All kidding aside, captured this image along The Anhinga Trail.

Thanks for looking.


----------



## SlipperFan (Dec 18, 2012)

Good shot, Clark. Was it making a nest in the Tillandsia?


----------



## Hera (Dec 18, 2012)

Sweet photo! Thanks.


----------



## cnycharles (Dec 18, 2012)

nice catch


----------



## Clark (Dec 18, 2012)

Thanks

No Dot. But not far away, nest building was happening.
This species needs to dry itself after swimming/feeding.
Can't remember, but maybe water is able to reach it's skin.
At that time, at that location, anhinga were just starting nest building.

A few months later, more north, we watched chicks feed from the adult.
Thank the maker, we are not that species...


----------



## abax (Dec 19, 2012)

Lovely photo, Clark. I'd love to have beautiful wings like that. Can you
imagine flying and diving????


----------



## JeanLux (Dec 19, 2012)

:clap: :clap: :clap: Jean


----------



## biothanasis (Dec 19, 2012)

Wonderful picture!!!!


----------



## Erythrone (Dec 19, 2012)

Wow!!!

Great shot!


----------



## KyushuCalanthe (Dec 19, 2012)

Put that on your Christmas tree!


----------



## goldenrose (Dec 20, 2012)

:drool: :clap: :drool: :clap: :drool: :clap: :drool:


----------



## Clark (Dec 20, 2012)

Much appreciated


----------



## Rick (Dec 20, 2012)

Clark said:


> Thanks
> 
> This species needs to dry itself after swimming/feeding.
> Can't remember, but maybe water is able to reach it's skin....
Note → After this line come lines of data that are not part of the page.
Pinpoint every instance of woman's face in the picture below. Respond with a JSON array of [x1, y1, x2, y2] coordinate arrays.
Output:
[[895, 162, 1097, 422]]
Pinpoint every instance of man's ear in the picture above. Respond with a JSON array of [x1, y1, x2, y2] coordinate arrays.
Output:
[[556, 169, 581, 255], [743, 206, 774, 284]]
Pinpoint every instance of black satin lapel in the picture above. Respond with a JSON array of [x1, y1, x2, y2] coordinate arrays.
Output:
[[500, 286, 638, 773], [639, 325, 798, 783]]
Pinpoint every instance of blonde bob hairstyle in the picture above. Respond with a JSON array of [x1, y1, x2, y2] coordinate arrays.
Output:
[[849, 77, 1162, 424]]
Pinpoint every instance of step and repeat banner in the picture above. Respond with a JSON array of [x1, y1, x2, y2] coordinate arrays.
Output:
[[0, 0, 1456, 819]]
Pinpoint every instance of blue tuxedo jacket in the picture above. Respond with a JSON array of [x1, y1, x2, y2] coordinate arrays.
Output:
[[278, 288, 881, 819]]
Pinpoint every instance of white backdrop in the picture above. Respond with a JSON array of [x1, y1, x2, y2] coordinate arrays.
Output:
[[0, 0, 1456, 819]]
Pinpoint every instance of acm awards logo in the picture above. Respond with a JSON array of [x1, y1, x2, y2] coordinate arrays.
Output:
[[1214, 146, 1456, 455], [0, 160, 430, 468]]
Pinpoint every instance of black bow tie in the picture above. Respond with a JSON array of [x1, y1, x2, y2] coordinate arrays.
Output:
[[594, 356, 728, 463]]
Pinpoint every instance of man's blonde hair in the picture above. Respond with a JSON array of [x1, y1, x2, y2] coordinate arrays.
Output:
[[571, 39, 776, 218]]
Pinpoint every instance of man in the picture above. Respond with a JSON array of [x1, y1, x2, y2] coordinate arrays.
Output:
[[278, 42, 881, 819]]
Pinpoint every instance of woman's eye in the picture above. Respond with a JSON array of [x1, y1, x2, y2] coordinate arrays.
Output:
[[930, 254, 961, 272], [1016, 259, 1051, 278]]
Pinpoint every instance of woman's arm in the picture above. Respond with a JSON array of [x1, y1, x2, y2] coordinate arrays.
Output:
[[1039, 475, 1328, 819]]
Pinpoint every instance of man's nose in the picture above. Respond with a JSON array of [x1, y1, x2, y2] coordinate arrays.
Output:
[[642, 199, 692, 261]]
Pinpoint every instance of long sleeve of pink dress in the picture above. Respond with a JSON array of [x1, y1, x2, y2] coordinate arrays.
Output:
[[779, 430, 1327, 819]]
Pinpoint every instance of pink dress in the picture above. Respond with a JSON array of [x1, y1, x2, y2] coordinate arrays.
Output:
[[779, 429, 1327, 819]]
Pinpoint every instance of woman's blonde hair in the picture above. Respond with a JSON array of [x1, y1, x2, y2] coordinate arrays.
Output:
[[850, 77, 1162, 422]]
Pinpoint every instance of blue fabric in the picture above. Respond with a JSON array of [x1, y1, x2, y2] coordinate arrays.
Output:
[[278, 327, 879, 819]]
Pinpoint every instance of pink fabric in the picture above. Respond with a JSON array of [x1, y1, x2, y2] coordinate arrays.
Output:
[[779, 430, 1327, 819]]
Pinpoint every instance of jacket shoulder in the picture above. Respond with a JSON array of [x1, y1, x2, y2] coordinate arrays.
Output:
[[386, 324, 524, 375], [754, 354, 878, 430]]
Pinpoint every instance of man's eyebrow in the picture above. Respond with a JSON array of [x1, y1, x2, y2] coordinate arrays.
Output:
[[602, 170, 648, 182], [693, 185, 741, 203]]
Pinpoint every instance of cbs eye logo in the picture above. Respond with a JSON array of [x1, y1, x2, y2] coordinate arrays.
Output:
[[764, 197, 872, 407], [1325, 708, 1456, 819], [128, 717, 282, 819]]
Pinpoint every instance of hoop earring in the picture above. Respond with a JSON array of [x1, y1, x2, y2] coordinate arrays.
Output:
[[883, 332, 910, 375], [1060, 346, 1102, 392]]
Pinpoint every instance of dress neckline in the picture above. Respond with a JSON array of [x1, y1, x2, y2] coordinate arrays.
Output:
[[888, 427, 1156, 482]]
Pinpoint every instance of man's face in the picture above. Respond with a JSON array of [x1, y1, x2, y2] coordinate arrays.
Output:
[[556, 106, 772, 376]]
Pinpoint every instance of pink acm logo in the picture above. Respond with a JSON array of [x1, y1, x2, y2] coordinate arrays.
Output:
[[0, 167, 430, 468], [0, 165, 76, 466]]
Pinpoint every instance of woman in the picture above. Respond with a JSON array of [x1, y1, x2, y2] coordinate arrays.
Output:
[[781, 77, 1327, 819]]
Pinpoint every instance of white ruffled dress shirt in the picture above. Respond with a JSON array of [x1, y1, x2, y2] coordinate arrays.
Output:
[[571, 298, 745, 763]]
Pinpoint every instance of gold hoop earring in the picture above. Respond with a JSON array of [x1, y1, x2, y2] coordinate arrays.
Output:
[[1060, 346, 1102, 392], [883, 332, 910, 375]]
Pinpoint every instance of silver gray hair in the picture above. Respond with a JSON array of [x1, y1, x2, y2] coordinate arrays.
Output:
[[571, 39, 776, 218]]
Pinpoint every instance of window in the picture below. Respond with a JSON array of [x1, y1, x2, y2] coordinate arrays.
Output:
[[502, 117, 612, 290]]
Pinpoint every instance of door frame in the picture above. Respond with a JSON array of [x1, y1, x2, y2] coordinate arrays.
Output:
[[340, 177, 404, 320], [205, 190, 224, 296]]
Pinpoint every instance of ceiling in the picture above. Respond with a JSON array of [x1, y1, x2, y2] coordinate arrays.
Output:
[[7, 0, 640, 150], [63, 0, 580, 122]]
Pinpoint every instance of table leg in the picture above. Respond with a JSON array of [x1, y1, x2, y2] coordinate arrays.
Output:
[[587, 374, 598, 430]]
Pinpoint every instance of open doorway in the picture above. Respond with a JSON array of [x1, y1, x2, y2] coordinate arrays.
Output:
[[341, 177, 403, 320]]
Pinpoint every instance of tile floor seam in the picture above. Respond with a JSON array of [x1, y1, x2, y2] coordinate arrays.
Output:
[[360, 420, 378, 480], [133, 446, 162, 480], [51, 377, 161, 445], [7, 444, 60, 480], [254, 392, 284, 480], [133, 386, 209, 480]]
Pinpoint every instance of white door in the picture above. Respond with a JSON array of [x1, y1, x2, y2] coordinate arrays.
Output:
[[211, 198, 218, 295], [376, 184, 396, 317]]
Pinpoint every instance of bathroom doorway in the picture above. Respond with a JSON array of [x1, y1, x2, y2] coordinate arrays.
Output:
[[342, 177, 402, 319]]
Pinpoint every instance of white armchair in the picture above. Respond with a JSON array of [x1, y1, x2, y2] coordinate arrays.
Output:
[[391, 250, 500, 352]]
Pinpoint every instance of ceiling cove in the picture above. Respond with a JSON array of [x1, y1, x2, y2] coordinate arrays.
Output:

I thought all the cormorant types were pretty oily.

But they definitely like to sun and dry off.

That's a perfect picture Clark:clap:


----------



## Clark (Dec 21, 2012)

Thanks.
Perhaps the skin is protected.
Check out this link and scroll down to behavior.
It seems to be about the weight of the water.

http://en.wikipedia.org/wiki/Anhinga


----------